- Tenure: 1689–1719
- Predecessor: Sir Ewen Cameron, 17th Lochiel
- Successor: Donald Cameron, 19th Lochiel
- Born: c. 1663 Achnacarry, Lochaber, Scotland
- Died: c. 1747 (aged 83) Nieuport, French Flanders
- Spouse(s): Isobel Campbell
- Issue: Donald Cameron of Lochiel John Cameron, 1st of Fassiefern Fr. Alexander Cameron Dr. Archibald Cameron

= John Cameron of Lochiel =

John Cameron of Lochiel (1663–1747) was a Scottish Jacobite and the 18th Lochiel of Clan Cameron.

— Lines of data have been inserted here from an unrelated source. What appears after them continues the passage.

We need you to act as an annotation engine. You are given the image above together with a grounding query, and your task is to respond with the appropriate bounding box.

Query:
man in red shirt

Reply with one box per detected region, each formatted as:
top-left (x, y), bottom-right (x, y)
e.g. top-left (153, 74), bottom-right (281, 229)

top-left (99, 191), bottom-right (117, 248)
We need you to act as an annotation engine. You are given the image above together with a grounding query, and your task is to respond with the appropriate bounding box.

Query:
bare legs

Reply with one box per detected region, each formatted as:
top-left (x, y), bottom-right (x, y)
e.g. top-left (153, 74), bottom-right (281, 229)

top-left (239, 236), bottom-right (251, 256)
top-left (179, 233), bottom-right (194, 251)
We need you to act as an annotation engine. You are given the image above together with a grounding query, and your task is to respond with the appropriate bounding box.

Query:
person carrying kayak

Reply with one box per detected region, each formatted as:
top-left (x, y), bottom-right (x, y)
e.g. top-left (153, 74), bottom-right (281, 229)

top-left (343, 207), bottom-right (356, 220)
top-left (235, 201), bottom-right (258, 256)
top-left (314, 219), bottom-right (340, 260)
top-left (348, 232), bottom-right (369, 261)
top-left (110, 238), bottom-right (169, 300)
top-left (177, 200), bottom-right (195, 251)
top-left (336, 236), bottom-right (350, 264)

He was the father of several prominent Jacobite figures, including Donald Cameron of Lochiel, otherwise known as the Gentle Lochiel, who played an important role in the 1745 Jacobite Rising.
== Biography ==
John Cameron was the eldest son of Sir Ewen Cameron of Lochiel and his second wife, Isobel Maclean, daughter of Sir Lachlan Maclean, 1st Baronet. His famed father had been one of the first to join Glencairn's rising for King Charles II, by whose favour he was knighted in 1681. He fought with his father at the Battle of Killiecrankie in 1689.

As acting chief of the clan, Cameron joined the Earl of Mar's forces in the 1715 Rising. At the Battle of Sheriffmuir, he displayed inept military leadership which saw the Camerons routed. He was attainted and forced into exile in France, but nonetheless, on 27 January 1717, was made a Lord of Parliament in Jacobite peerage by the Old Pretender "James III and VIII".

During the 1719 Rising, Cameron fought at Glenshiel and following that defeat returned to exile permanently. Old Lochiel, as he came to be known, was granted a generous pension by King James. He lived lavishly in Paris, but later occupied cheaper residence in Boulogne alongside his cousin Sir Hector Maclean, also chief-in-exile of Clan Maclean. Old Lochiel died at Nieuport, French Flanders in 1747. Whether or not he took part in the 1745 Rising is uncertain; unlikely given that he would have been about 80 years old at the time.

Cameron had married Isobel Campbell, daughter of Sir Alexander Campbell, 6th of Lochnell and Margaret Stewart. His eldest son and successor was Donald Cameron of Lochiel (1695–1748), who played an important role in the Jacobite rising of 1745. His other sons were John Cameron, 1st of Fassiefern (1698–1785), Alexander Cameron (1701–1746), a Jacobite courtier and Catholic convert, and Archibald Cameron (1707–1753), Prince Charles's personal physician who was the last Jacobite to be executed for treason in 1753.